Top: AMD Strix Halo on a laptop mainboard with eight external LPDDR5X memory packages surrounding the SoC. Bottom: Apple M2 Ultra featuring on-package LPDDR5X memory chips tightly integrated beside the die, highlighting the 256-bit vs. 512-bit bus architecture difference.
Apple Silicon vs. AMD Strix Halo
Both Apple and AMD leverage this wide-bus UMA design, but their product lines offer different trade-offs in performance and price. Strix Halo aims to bring this architecture to the broader Windows laptop market, while Apple has been refining it for years across its product stack. The Pro, Max, and Ultra variants of Apple’s chips use progressively wider memory buses to feed their larger GPUs, offering incredible performance but at a significant price premium.
Here is a look at the memory specifications for these high-performance SoCs.
| Chip Family / Model | Memory Type | Bus Width | Peak Bandwidth | Max Memory |
| AMD Ryzen AI 9 HX 370 (Strix Halo) | LPDDR5X-8000 | 256-bit | ~256 GB/s | 128 GB |
| Apple M1 Max / Ultra | LPDDR5-6400 | 512-bit / 1024-bit | ~409 GB/s / ~819 GB/s | 64 GB / 128 GB |
| Apple M2 Max / Ultra | LPDDR5-6400 | 512-bit / 1024-bit | ~409 GB/s / ~819 GB/s | 96 GB / 192 GB |
| Apple M3 Max / Ultra | LPDDR5-6400 | 512-bit / 1024-bit | ~409 GB/s / ~819 GB/s | 64 GB / 512 GB |
| Apple M4 Pro | LPDDR5X-8533 | 256-bit | ~273 GB/s | 24 GB – 64 GB |
| Apple M4 Max | LPDDR5X-8533 | 512-bit | ~546 GB/s | 36 GB – 128 GB |
Why This Matters for Local LLMs
This architecture directly addresses the two biggest pain points for local LLM users: memory capacity and memory bandwidth.
First, the capacity is enormous. A Strix Halo laptop can be configured with up to 128 GB of unified memory. For an LLM user, this is effectively 128 GB of VRAM. This allows you to run a 70-billion parameter model at a 4-bit quantization with plenty of room to spare, something that would otherwise require an expensive multi-GPU desktop setup or a high-end data center card.
Second, the bandwidth directly translates to faster token generation speed. Running a large model on a CPU with standard DDR5 memory results in slow inference because the ~96 GB/s bus becomes a bottleneck. With bandwidths from 256 GB/s to over 500 GB/s, these SoCs can feed their compute engines much faster, resulting in a more responsive and usable experience.
The Important Caveats
This architecture is not a silver bullet. While it excels at token generation (inference), which is bandwidth-bound, it is less impressive at initial prompt processing. That first ingest of a long context is a raw compute task, and a high-end discrete GPU like an RTX 4090 will still process it much faster. For users who prioritize inference speed and model size in a compact, efficient form factor, the trade-off is often well worth it.
The Future is Wider: Medusa Halo and LPDDR6
The trend of wider memory buses is set to continue. Future APUs, codenamed “Medusa Halo,” are rumored to adopt the LPDDR6 memory standard and expand the bus to 384-bits. LPDDR6 uses an unconventional 24-bit chip interface, meaning a 384-bit bus would require sixteen chips working in parallel.

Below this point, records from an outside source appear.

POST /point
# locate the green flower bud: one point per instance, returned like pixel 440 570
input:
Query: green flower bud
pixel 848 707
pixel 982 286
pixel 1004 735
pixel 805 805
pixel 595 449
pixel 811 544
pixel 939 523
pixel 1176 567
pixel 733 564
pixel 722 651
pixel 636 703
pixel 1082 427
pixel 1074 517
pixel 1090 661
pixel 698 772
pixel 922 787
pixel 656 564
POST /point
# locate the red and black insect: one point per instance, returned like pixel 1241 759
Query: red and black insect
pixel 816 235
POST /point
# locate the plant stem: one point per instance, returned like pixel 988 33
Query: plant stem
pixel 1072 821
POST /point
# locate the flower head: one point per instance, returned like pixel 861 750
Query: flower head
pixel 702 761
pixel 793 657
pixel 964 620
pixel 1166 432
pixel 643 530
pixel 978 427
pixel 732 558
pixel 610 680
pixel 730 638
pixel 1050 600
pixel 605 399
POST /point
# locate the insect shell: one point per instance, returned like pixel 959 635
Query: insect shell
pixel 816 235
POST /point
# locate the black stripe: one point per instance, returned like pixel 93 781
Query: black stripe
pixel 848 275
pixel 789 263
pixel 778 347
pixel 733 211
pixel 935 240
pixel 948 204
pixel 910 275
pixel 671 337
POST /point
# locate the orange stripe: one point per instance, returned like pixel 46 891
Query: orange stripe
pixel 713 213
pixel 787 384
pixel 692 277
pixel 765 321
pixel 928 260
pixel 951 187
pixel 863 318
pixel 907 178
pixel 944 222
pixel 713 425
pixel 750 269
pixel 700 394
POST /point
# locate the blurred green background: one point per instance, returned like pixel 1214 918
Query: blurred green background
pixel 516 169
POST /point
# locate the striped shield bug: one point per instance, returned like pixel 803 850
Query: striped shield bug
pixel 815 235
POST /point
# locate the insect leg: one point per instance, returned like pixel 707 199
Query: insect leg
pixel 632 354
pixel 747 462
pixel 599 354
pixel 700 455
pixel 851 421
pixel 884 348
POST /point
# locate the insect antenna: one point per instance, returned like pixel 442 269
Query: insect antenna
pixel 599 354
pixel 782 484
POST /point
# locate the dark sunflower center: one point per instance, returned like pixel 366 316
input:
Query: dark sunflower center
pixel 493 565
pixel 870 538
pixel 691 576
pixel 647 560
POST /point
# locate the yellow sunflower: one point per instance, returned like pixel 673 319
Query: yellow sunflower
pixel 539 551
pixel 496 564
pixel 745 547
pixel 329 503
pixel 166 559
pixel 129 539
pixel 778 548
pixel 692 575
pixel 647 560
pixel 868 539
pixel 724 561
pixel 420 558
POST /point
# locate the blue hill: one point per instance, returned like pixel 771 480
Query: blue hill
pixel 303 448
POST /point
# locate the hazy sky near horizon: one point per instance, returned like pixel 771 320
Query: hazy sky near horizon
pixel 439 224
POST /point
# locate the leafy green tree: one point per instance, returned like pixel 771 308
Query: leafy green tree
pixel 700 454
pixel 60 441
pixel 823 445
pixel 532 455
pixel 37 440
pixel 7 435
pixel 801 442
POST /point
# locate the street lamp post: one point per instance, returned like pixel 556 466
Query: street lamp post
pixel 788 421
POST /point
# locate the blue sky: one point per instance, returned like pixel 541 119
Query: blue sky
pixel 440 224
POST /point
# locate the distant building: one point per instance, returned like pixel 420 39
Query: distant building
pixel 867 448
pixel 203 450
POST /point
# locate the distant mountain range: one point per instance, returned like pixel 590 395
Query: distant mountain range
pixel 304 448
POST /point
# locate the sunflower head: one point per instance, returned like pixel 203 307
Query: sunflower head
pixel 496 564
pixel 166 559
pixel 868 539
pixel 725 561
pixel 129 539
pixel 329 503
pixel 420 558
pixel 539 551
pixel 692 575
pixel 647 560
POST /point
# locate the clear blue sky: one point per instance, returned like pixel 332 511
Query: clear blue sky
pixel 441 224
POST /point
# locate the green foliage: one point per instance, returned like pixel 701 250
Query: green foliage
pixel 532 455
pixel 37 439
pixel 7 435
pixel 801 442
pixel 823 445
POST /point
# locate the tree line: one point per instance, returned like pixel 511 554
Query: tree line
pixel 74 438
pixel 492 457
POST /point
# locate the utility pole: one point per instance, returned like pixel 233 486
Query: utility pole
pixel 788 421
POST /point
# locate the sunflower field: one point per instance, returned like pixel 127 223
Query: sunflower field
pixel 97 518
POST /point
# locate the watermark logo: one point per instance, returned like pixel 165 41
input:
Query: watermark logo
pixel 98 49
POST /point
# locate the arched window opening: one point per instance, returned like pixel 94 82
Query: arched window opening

Combined with the higher data rates of LPDDR6, this future 384-bit architecture could deliver between 514 GB/s and 691 GB/s of memory bandwidth. This level of performance rivals high-end discrete graphics cards, promising to make local inference of even larger and more capable models a reality in a standard laptop form factor. For the price-conscious hardware enthusiast, this new wave of SoCs represents a powerful and efficient alternative to the traditional VRAM chase.